Once QEMU is started, it’s as simple as running gdb from another terminal window in the project
directory, to get connected. (To be fair, it’s this simple because the Makefile produces a
.gdbinit file, which GDB will load automatically. But that file is pretty straightforward.)
I wanted to first confirm the hangup behavior while the debugger was attached, so I simply ran
continue from GDB to start the machine up. Again, the observed behavior was consistent - a message
saying the kernel was booting and then nothing. Hitting Ctrl+C to pause execution, then using
backtrace to see where it was after a few seconds, I saw that it was in the stride scheduler
loop. Continuing on and pausing again a few times, this was always the case.
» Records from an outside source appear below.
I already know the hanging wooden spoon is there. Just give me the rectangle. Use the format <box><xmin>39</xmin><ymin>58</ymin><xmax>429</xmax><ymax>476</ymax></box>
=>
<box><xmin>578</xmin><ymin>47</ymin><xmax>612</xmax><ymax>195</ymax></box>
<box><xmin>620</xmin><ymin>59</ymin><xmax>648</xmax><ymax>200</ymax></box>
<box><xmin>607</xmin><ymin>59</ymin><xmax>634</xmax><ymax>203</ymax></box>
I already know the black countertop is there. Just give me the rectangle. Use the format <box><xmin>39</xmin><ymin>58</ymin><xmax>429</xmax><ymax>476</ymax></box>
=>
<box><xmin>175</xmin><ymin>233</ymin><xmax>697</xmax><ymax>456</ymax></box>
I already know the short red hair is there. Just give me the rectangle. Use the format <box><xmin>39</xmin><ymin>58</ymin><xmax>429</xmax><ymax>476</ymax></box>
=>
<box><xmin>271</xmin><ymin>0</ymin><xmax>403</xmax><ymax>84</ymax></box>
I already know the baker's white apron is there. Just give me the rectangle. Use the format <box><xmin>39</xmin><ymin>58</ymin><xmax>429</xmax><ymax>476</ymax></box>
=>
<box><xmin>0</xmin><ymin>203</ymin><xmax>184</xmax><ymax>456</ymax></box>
It wasn’t scientific,
but I wanted to get a feel for what was happening.
An Aside on xv6 Sleep and Wakeup Link to heading
In xv6, when a process does a slow (relatively speaking) operation, such as interacting with
external devices like disks or UARTs, the kernel will set the interaction in motion and then put
the process to sleep. The process will be marked as SLEEPING, with a reference to what xv6 calls
a channel (a pointer to some struct of interest) to capture what the process is waiting
on. At this point, another process can be switched in and get some time to execute while the
external device is doing whatever it’s supposed to do. When the external device finishes doing what
it was asked, it sends an interrupt to the CPU, which ultimately winds up in a wakeup function,
which wakes any process that was waiting on that particular operation.
The function that puts a process to sleep is called sleep, and the function that wakes it up
is called wakeup.
Breaking Wakeup Link to heading
Because I knew wakeup was what I had patched before, I decided that it would be good to investigate
it a bit. I restarted the machine and GDB, and did a break wakeup before continuing.
Note: I learned along the way that you can also do
monitor system_resetfrom GDB to restart the VM. This allows you to keep your GDB session, but to go back to the bootup process, which is very convenient! In fact, anything you can set from the QEMU monitor, you can do from GDB because it will pass anything aftermonitoralong to QEMU to execute.
The first break was on a timer interrupt. I restarted the machine several times throughout troubleshooting and breaking wakeup, and I found this was pretty consistently the first wakeup call.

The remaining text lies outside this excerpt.